Viral isn't a bad word. At least it doesn't have to be. The Oxford English Dictionary defines viral as "of, designating, or involving the rapid spread of information".
And viral describes how one innocent comment at dinner turned into a media sensation. By now, you've all probably read or heard the story about George Washington and the books that he borrowed, but apparently never returned to our dear New York Society Library.
The story has long been common knowledge among Library staff and many members - the Library's first charging ledger, found in a trash bin in the early part of the last century, revealed that George Washington checked out The Law of Nations and volume 12 of a series of debates from the House of Commons, but apparently never returned them. There's no return date in the ledger, and the books are definitely no longer in the collection.

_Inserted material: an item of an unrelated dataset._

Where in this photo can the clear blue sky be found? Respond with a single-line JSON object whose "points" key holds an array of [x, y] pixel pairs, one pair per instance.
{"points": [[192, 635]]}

My husband has been fascinated with this story since I first told him about it, and over a recent dinner with friends (one of whom is an editor at the New York Daily News), it somehow came up in casual conversation. A few days later, I got an email from said editor, asking whether the Library would be interested in sharing the story about our first scofflaw. After a visit to the Library and an interview with Head Librarian Mark Bartlett, the tale of George's scandalous library behavior ran in Saturday's NY Daily News.

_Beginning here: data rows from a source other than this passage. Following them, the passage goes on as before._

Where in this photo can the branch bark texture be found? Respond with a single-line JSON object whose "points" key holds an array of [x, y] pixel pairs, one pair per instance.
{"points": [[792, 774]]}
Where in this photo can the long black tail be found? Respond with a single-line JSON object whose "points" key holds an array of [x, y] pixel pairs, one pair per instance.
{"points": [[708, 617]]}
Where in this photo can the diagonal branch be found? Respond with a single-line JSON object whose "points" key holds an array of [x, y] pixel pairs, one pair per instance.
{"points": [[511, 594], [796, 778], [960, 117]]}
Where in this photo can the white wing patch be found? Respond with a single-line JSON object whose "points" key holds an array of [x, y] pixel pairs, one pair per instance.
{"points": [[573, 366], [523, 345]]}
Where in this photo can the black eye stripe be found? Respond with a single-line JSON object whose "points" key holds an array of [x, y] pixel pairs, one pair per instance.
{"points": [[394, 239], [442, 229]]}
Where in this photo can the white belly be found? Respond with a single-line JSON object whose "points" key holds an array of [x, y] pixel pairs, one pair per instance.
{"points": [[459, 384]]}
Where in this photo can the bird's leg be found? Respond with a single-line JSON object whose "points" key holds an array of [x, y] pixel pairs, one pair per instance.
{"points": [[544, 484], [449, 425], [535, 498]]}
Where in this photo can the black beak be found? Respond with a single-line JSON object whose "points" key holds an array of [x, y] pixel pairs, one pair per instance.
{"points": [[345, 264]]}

The News posted it online. The Associated Press picked it up. Then Yahoo. And from there, it truly went viral. Local news outlets CBS and Fox, and 1010 Wins picked up the story. The national media got wind of it and there it was on the Today show on NBC and on the Regis and Kelly show on ABC. The next thing we know, the story has spread far afield to foreign media sources like the BBC, The Guardian, the Ottawa Sun, and even curiously, the Nigerian Best Forum. Now bloggers are picking up where the media outlets have left off, musing about everything from whether the fine was calculated properly to how they feel duped about George's honesty.

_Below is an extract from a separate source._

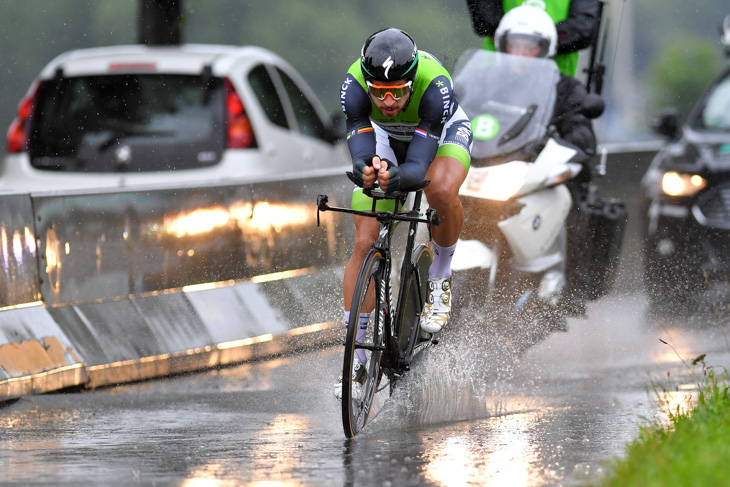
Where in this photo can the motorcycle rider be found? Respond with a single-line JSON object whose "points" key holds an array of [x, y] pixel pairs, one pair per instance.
{"points": [[576, 23], [404, 125], [529, 31]]}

This is the power of the web. Bloggers are turning into new media sensations every day (think Julie Powell of Julie and Julia or our own Gretchen Rubin and her Happiness Project) as their web content is picked up, re-posted, re-linked, and commented on. We're just hoping that maybe, just maybe, our long lost books will be returned to us as somewhere, somehow, someone reading an account of the tale realizes they have them sitting on their shelves. My friend, the NY Daily News editor, who's always looking for a good story, hopes we find that some unsuspecting folks have been using the books to steady the legs of their dining room table!